When it came to extending cuts in Social Security payroll taxes for another year, Schrader was one of 41 Democrats who voted no. He said the cuts undermine the long-term viability of the system.
Or take the vote at the start of the 112th Congress among House Democrats to decide who would be minority leader. Schrader was one of 19 Democrats who voted against Rep. Nancy Pelosi, D-Calif. He said the disastrous results for the party in the 2010 elections warranted a change in leadership.
“I see myself as pretty much a centrist,” Schrader said in an interview.
A lot of it, he said, has to do with his positions on fiscal issues, where he calls himself “more conservative than most Democrats.”
In an era of increasing partisan strife, moderates are increasingly rare.
Schrader’s willingness to intermittently buck his party results put him well to the right of Democratic congressional leaders in studies by Washington publications.
National Journal, for instance, ranks him the least liberal of any of the four Democrats in the Oregon delegation. Overall, it rated him more liberal than 64.7 percent of the House in 2011, a slight increase from his 60 percent score for 2010.

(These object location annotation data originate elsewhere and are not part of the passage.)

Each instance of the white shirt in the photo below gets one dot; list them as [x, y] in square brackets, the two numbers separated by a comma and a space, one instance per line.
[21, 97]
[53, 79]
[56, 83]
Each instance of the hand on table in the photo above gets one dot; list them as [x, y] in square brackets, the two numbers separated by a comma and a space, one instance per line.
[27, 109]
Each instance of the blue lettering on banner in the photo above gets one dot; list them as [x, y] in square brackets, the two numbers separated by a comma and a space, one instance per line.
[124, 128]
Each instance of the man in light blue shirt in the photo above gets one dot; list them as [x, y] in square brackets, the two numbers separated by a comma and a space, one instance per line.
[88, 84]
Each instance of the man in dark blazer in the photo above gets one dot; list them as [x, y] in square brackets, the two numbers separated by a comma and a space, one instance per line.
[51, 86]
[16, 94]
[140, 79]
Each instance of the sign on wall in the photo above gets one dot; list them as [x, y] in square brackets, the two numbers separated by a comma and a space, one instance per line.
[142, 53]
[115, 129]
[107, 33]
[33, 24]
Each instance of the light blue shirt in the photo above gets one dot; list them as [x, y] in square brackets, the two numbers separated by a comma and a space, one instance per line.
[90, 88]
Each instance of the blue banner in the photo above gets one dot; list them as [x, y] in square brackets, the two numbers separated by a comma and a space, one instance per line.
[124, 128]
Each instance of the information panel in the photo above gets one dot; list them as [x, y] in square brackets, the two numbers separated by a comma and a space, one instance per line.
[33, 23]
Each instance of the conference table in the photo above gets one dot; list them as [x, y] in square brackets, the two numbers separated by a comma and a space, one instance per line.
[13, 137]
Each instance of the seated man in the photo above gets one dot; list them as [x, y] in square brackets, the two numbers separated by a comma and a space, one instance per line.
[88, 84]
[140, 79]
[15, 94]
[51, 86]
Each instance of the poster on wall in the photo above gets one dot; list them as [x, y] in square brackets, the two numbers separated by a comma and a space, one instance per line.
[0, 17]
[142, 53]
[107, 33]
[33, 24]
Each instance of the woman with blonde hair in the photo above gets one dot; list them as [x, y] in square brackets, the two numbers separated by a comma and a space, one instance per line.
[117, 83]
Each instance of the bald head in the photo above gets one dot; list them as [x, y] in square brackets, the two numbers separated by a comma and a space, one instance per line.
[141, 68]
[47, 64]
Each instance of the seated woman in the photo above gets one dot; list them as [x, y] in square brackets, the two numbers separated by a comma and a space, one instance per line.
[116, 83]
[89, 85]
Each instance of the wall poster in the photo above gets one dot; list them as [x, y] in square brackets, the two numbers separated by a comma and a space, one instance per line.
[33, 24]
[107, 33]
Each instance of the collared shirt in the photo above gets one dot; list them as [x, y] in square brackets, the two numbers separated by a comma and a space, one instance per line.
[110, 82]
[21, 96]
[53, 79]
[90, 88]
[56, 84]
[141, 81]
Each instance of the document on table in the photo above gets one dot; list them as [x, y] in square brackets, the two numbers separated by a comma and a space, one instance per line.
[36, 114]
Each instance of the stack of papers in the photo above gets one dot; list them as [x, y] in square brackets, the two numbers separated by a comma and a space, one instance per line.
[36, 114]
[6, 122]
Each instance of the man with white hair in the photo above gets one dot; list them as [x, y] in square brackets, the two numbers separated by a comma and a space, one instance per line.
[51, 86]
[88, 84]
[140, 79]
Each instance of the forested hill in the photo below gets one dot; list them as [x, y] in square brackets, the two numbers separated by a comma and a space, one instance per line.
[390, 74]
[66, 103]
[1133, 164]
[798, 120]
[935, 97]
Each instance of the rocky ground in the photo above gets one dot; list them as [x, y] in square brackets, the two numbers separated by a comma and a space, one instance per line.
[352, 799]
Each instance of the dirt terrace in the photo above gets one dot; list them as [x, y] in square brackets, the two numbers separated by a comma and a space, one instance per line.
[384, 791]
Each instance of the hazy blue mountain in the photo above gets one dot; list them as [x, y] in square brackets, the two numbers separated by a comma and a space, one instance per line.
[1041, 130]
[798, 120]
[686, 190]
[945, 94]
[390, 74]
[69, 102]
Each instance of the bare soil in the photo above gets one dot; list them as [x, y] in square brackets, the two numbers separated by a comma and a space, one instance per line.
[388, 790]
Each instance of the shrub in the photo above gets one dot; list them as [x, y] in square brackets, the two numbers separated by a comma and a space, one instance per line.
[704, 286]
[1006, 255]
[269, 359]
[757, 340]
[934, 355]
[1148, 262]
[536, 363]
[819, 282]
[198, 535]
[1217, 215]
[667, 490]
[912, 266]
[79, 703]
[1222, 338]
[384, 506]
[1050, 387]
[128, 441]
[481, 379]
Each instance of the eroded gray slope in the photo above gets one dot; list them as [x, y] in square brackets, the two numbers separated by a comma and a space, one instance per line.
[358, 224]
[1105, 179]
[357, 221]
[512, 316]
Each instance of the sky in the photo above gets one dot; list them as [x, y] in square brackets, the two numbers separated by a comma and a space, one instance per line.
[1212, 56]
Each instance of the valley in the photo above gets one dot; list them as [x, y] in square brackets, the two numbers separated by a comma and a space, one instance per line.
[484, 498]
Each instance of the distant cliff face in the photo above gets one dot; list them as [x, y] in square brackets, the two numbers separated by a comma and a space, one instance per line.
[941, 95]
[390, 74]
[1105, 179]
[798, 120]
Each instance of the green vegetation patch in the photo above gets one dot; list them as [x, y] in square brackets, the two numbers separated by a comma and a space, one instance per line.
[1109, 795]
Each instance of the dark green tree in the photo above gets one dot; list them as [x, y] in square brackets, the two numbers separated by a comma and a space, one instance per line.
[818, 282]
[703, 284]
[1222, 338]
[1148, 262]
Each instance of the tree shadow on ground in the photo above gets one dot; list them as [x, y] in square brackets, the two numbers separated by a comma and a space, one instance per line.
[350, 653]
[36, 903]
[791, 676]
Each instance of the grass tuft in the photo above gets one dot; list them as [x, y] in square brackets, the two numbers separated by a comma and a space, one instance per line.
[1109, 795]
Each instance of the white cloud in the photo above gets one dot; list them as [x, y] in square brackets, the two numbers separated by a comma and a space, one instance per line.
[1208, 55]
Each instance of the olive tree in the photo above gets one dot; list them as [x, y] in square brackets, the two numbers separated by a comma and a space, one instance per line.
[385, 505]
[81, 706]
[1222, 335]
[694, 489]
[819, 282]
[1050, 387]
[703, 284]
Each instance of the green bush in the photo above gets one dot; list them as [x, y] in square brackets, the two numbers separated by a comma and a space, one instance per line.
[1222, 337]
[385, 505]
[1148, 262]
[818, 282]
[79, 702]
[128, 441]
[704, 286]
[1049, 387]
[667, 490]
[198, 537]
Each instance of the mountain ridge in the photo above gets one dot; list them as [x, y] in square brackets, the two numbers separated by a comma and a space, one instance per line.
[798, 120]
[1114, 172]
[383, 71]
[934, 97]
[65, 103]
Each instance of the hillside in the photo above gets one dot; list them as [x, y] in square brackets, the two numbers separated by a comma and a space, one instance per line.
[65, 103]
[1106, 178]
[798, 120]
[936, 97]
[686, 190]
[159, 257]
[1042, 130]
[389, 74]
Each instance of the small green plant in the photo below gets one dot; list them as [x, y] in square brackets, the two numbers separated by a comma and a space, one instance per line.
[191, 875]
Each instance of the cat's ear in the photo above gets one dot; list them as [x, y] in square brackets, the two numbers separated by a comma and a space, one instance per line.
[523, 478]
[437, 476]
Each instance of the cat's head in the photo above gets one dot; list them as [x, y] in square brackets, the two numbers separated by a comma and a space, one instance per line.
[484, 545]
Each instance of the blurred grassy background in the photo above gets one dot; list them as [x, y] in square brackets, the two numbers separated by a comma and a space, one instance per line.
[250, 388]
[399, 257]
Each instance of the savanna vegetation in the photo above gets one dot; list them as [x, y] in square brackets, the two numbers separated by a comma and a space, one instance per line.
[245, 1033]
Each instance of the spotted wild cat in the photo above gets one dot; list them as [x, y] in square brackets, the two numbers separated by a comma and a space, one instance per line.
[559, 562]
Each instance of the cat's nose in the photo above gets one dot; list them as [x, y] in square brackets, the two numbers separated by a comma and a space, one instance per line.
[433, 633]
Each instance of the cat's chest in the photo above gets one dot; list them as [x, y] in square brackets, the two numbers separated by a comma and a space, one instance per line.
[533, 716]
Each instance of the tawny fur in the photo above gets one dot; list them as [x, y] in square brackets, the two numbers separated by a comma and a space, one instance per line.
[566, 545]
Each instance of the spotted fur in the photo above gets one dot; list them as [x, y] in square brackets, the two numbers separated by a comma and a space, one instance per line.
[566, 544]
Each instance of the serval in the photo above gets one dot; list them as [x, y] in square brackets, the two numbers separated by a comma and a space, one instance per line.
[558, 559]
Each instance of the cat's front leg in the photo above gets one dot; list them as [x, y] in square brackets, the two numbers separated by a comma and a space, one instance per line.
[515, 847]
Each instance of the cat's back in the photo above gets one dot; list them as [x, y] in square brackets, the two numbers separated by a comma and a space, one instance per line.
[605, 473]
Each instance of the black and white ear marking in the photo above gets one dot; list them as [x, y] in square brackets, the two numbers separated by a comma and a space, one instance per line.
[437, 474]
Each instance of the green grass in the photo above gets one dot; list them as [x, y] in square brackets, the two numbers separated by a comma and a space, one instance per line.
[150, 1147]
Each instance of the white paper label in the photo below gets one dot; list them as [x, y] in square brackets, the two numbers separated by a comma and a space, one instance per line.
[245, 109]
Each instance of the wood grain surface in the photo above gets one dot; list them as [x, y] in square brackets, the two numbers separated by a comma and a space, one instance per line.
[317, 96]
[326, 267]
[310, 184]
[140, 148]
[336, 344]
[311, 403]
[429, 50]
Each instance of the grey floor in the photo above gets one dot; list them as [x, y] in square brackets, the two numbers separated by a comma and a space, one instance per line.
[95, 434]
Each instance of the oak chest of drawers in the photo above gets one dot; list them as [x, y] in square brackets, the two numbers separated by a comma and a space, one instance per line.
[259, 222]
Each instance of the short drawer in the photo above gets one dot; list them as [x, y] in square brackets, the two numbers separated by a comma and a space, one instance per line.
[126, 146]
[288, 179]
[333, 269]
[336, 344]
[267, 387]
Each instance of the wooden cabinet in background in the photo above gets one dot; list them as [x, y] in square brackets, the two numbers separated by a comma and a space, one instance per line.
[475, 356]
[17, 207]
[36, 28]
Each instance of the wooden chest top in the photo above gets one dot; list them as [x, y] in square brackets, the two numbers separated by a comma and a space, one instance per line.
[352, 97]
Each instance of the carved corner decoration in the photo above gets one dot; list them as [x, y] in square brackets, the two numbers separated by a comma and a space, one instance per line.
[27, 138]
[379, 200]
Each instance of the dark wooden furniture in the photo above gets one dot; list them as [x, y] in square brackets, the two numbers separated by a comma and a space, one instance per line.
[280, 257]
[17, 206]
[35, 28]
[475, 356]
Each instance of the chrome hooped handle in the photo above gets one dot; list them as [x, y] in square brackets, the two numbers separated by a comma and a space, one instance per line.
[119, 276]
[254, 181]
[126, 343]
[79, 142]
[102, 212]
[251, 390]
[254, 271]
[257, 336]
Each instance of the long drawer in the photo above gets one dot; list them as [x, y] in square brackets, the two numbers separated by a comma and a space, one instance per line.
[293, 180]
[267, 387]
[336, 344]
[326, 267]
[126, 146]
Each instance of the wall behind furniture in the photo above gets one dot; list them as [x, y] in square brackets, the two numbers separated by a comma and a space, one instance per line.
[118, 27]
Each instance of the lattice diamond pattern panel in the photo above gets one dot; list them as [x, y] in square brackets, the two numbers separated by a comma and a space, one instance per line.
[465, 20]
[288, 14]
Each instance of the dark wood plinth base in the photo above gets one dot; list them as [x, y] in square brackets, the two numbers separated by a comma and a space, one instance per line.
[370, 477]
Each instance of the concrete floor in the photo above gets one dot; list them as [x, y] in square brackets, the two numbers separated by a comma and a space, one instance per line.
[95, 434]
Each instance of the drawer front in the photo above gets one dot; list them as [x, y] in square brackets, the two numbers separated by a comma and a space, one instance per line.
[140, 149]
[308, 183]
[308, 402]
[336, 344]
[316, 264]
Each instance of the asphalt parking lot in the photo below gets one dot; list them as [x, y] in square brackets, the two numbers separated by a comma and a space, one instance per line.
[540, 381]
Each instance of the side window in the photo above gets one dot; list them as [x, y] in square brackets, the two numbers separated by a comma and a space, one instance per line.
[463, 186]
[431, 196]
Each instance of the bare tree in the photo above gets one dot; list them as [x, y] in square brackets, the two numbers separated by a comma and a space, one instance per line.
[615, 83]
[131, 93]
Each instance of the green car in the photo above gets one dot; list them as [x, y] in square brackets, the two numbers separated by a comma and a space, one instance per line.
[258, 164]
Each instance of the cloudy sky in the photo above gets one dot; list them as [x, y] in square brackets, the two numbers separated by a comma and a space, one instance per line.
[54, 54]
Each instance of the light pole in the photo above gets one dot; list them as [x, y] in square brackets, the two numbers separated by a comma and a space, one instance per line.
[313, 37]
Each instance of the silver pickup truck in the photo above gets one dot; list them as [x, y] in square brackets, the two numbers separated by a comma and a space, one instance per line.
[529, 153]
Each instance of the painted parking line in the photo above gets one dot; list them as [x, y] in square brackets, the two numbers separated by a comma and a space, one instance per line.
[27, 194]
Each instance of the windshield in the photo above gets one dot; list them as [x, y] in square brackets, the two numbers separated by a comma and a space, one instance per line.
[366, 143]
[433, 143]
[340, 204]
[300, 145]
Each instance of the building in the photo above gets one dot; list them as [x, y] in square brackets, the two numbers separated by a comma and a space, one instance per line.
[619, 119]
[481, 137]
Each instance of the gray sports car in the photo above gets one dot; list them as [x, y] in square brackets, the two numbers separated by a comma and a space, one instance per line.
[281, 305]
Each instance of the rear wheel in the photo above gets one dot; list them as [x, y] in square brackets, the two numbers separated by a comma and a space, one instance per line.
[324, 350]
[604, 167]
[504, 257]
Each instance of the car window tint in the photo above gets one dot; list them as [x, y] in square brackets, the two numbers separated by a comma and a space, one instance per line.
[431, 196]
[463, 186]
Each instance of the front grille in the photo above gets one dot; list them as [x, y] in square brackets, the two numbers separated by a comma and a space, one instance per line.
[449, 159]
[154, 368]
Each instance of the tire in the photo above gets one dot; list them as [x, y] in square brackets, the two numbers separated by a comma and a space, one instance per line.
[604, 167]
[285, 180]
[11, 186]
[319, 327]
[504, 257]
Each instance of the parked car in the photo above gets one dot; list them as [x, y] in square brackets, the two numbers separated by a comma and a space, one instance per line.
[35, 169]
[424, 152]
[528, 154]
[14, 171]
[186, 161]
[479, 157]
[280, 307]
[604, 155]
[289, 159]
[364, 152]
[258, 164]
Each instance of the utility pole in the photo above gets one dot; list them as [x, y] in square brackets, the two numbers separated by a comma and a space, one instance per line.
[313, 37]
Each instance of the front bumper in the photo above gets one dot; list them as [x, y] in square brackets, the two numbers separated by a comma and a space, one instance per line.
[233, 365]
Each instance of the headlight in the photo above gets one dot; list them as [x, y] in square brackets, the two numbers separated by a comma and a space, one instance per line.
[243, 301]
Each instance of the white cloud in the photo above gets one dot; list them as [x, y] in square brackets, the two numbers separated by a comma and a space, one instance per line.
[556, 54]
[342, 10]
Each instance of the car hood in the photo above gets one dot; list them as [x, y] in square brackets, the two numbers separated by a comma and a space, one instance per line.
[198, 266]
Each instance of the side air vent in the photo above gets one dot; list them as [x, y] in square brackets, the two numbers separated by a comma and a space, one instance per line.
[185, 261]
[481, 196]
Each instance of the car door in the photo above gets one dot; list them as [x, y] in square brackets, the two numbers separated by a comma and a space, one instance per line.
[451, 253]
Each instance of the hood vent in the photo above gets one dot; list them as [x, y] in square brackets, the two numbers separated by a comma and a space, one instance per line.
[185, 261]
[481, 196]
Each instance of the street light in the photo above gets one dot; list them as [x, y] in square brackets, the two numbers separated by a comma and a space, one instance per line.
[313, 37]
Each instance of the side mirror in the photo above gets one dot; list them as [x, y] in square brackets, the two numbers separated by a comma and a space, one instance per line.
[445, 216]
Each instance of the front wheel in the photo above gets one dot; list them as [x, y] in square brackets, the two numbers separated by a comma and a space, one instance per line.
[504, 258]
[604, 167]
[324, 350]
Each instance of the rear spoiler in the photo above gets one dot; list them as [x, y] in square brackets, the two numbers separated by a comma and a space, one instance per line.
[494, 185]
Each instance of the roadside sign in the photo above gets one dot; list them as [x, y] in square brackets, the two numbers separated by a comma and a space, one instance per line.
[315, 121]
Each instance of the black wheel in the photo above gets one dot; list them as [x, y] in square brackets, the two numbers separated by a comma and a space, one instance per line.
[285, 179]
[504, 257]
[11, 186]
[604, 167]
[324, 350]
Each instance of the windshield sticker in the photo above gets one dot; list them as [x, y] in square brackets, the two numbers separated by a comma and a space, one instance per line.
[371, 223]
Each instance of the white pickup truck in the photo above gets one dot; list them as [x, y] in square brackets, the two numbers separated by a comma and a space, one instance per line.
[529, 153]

Congressional Quarterly said he voted with the majority of House Democrats only 76 percent of the time in 2011. He voted in agreement with President Barack Obama’s positions only 72 percent of the time.
Only 19 Democrats voted with the president less often.
“The recent redistricting has made this (the 5th Congressional) district potentially even more competitive,” said Ellen Seljan, a political scientist at Lewis & Clark College in Portland.
“It’s not surprising to see an ideologically mixed voting record in a very ideologically mixed district.”
But others, such as Fred Thompson of Salem, Schrader’s Republican opponent for re-election, doubt the incumbent’s claim of moderation.
“He votes party line unless it’s near election time, and then he moves right,” Thompson said.
There is plenty of liberalism in Schrader’s votes, the Republican said, noting especially his support of Obama’s $800 billion-plus economic stimulus package in 2009 and the health care reform law of 2010.
“He calls himself bipartisan,” Thompson said. “There wasn’t one Republican that voted for that (the health care law). You would think that would have given him pause.”
Schrader, while not taking anything back, acknowledged, “The health care bill was a tough, tough vote.”
He said he is proud to join other Democrats on issues such as labor rights. In May, Schrader voted in support of project labor agreements, pacts between contractors and unions that set employment conditions for particular work sites.
Although he voted in 2011 for the Korea and Panama free trade agreements, he opposed a similar pact with Colombia because of violence against labor leaders and activists in that country.
Schrader also has been supportive of abortion rights. On one of the latest flare-ups, he opposed a Republican proposal in May that would have banned abortions based on gender. Abortion-rights activists saw it as another attempt to limit access to the procedure by threatening doctors with jail time.
The Oregon Democrat also has voted to protect federal funding for Planned Parenthood.
But the veterinarian-lawmaker veers back to the right in voicing support for a balanced budget amendment to the Constitution, although he wants to give the federal government more flexibility in tough economic times than Republican ideas for such an amendment.
Referring to his days as a state legislator, he said, “I saw firsthand how federal deficit spending supports the states in times of crisis.”
An area where Schrader is apt to zig-zag is energy and environmental issues.
Schrader has been supportive of hydroelectric power — disdained by many environmentalists — as well as the Keystone XL Pipeline, although he says it should go through the standard approval process and not be expedited.
He also has joined with Republicans to repeal new Environmental Protection Agency emissions standards for cement manufacturers and to limit EPA regulation of farm dust.
But he supported a controversial cap-and-trade proposal as way to limit greenhouse gases.
The 60-year-old Democrat said of his voting record: “It depends on the issue for Kurt Schrader. I’m about solutions.”